Jadi, gimana caranya? Tim ahli dari BPBD, BMKG, dan TNI-AU naik pesawat, terus mereka nyebar garam (NaCl) ke awan yang berpotensi hujan. Tujuannya supaya partikel air di awan lebih cepat gabung dan jatuh lebih awal di tempat yang lebih aman.
Contohnya, pada 14 Maret 2025, Tim Gabungan dari BPBD Provinsi Jawa Barat dan Kedeputian Modifikasi Cuaca BMKG, bertolak dari Bandara Husein Sastranegara menggunakan Pesawat CASA NC212-200 yang dikemudikan para pilot dari TNI-AU.
Pesawat itu juga membawa bahan semai NaCl untuk operasi modifikasi cuaca dengan target pertumbuhan awan yang diarahkan oleh BMKG. Tujuan dari Operasi Modifikasi Cuaca (OMC) ini adalah untuk menurunkan intensitas hujan lebat sehingga sesuai dengan daya tampung lingkungan dan mengurangi dampak bencana hidrometeorologi.
Dilansir dari keterangan yang diunggah melalui akun Instagram BPBD Jawa Barat, “kegiatan dari Posko Operasi Modifikasi Cuaca Dalam Rangka Mitigasi Bencana Hidrometeorologi di Lanud Husein Sastranegara ini dilakukan serentak dengan Posko Halim Perdanakusuma yang dilakukan Pemprov DKI Jakarta mulai 11-20 Maret 2025. Kegiatan ini juga didampingi oleh tim dari Kedeputian Kedaruratan BNPB.” tulis dalam keterangan.
Cara Kerja OMC Singkatnya:
- Pantau cuaca dulu dong! BMKG ngecek kondisi awan, kelembapan, dan kecepatan angin.
- Pesawat siap terbang! Tim dari TNI-AU dan BPBD naik pesawat dan siap tabur garam.

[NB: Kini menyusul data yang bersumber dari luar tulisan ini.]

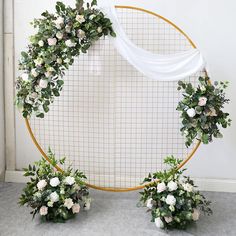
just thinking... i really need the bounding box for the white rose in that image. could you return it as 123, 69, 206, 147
34, 58, 44, 66
157, 182, 166, 193
39, 79, 48, 89
54, 16, 64, 29
182, 183, 193, 192
38, 40, 44, 47
165, 195, 176, 206
50, 177, 60, 187
97, 27, 102, 33
21, 73, 29, 81
47, 201, 54, 207
31, 68, 38, 77
37, 179, 47, 191
65, 25, 71, 33
198, 96, 207, 106
187, 108, 196, 118
146, 198, 153, 209
47, 37, 57, 46
77, 29, 85, 39
31, 92, 38, 99
39, 206, 48, 216
64, 198, 74, 209
155, 217, 164, 229
57, 58, 63, 64
50, 191, 59, 202
72, 203, 81, 213
164, 216, 173, 223
76, 14, 85, 23
56, 32, 63, 40
64, 176, 75, 185
192, 208, 200, 221
65, 39, 76, 47
167, 181, 178, 192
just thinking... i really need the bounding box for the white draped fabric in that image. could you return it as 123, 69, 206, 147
99, 0, 206, 81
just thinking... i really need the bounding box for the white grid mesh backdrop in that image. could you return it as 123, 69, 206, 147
30, 8, 205, 188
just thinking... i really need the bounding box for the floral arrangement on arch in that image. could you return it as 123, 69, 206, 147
139, 156, 212, 230
15, 0, 115, 118
19, 149, 91, 222
177, 77, 231, 147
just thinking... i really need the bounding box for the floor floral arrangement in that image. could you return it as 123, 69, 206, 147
19, 149, 91, 223
139, 156, 212, 230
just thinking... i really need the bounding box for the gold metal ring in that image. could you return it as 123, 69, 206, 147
25, 5, 204, 192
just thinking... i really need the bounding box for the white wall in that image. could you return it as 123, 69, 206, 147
0, 0, 5, 180
12, 0, 236, 181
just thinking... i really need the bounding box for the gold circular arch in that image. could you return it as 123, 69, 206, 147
25, 5, 205, 192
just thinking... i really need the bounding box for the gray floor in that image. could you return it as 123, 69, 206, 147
0, 183, 236, 236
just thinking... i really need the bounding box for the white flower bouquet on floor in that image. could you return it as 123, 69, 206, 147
19, 148, 91, 223
139, 156, 212, 230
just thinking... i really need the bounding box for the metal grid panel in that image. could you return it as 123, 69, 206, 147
30, 7, 205, 188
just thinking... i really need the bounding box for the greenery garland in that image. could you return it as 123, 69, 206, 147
15, 0, 115, 118
177, 77, 231, 147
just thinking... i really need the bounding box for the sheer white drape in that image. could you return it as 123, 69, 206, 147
99, 0, 206, 81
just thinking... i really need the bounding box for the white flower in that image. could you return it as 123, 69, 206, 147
76, 14, 85, 23
155, 217, 164, 229
57, 58, 63, 64
72, 203, 80, 213
38, 40, 44, 47
164, 216, 173, 223
65, 25, 71, 33
37, 179, 47, 191
187, 108, 196, 118
165, 195, 176, 206
50, 191, 59, 202
31, 92, 38, 99
77, 29, 85, 39
65, 39, 76, 47
64, 198, 74, 209
34, 58, 44, 66
54, 16, 64, 29
39, 79, 48, 89
64, 176, 75, 185
21, 73, 29, 81
198, 96, 207, 106
207, 107, 217, 117
192, 208, 200, 221
157, 182, 166, 193
39, 206, 48, 216
31, 68, 38, 77
50, 177, 60, 187
47, 201, 54, 207
56, 31, 63, 40
47, 38, 57, 46
146, 198, 153, 209
182, 183, 193, 192
84, 197, 92, 211
97, 27, 102, 33
167, 181, 178, 191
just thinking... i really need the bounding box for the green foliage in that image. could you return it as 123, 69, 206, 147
139, 156, 212, 230
15, 0, 116, 118
19, 148, 91, 223
177, 77, 231, 147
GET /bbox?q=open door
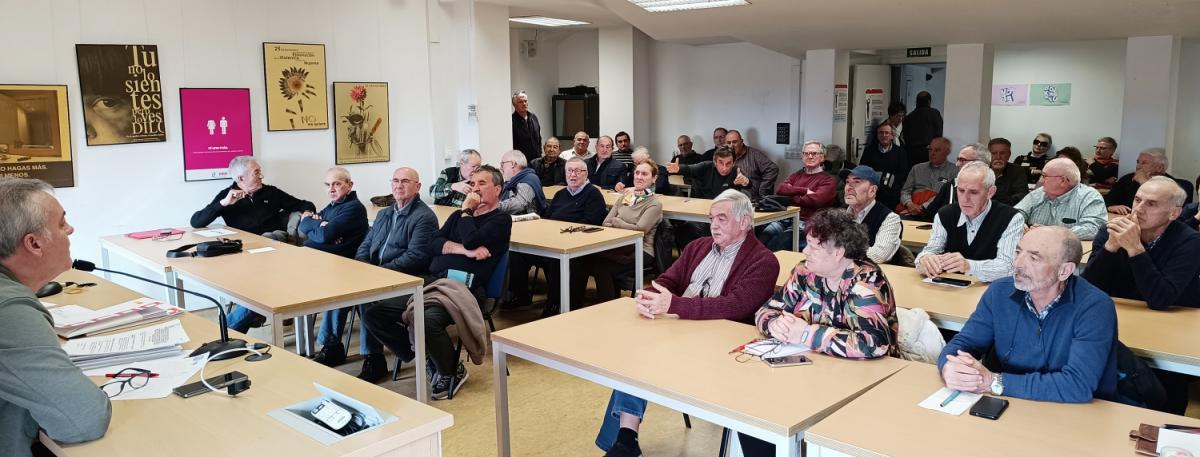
[849,65,891,162]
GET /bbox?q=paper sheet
[194,228,236,237]
[1158,428,1200,455]
[49,305,101,325]
[918,387,982,415]
[89,354,206,400]
[741,338,811,358]
[62,320,189,357]
[247,247,276,254]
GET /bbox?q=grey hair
[631,146,650,163]
[0,178,54,259]
[1146,176,1187,207]
[957,161,996,189]
[960,143,991,165]
[801,140,826,155]
[502,150,527,168]
[458,149,481,165]
[1140,147,1169,170]
[825,144,846,162]
[326,167,351,183]
[227,155,257,178]
[712,189,753,225]
[566,157,588,168]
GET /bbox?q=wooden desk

- Tabur garam di awan! Partikel garam membantu air di awan cepat bersatu dan jatuh lebih cepat.
- Hujan turun di tempat yang lebih aman. Banjir bisa dikurangi, longsor bisa dicegah.
Sekeren apa pun teknologi modifikasi cuaca, kalau kita masih abai sama lingkungan, bencana tetap bakal datang. Jadi, selain berharap pada teknologi, kita juga harus mulai berubah.
Kita bisa mulai dari hal-hal simpel seperti tidak membuang sampah sembarangan agar selokan tetap lancar, menjaga pohon dan hutan supaya air bisa terserap dengan baik, menggunakan air secara bijak karena air bersih makin langka, serta membangun kota yang lebih ramah lingkungan dengan perencanaan yang baik agar risiko bencana bisa diminimalisir. Selain itu, edukasi sejak dini juga penting, karena dengan memahami mitigasi bencana, kita nggak gampang panik saat menghadapi cuaca ekstrem.
Jadi, intinya kita nggak bisa ngandelin teknologi doang. Modifikasi cuaca bisa membantu, tapi kesadaran manusia tetap nomor satu. Yuk, mulai peduli sama lingkungan biar kita nggak kebanjiran masalah di masa depan!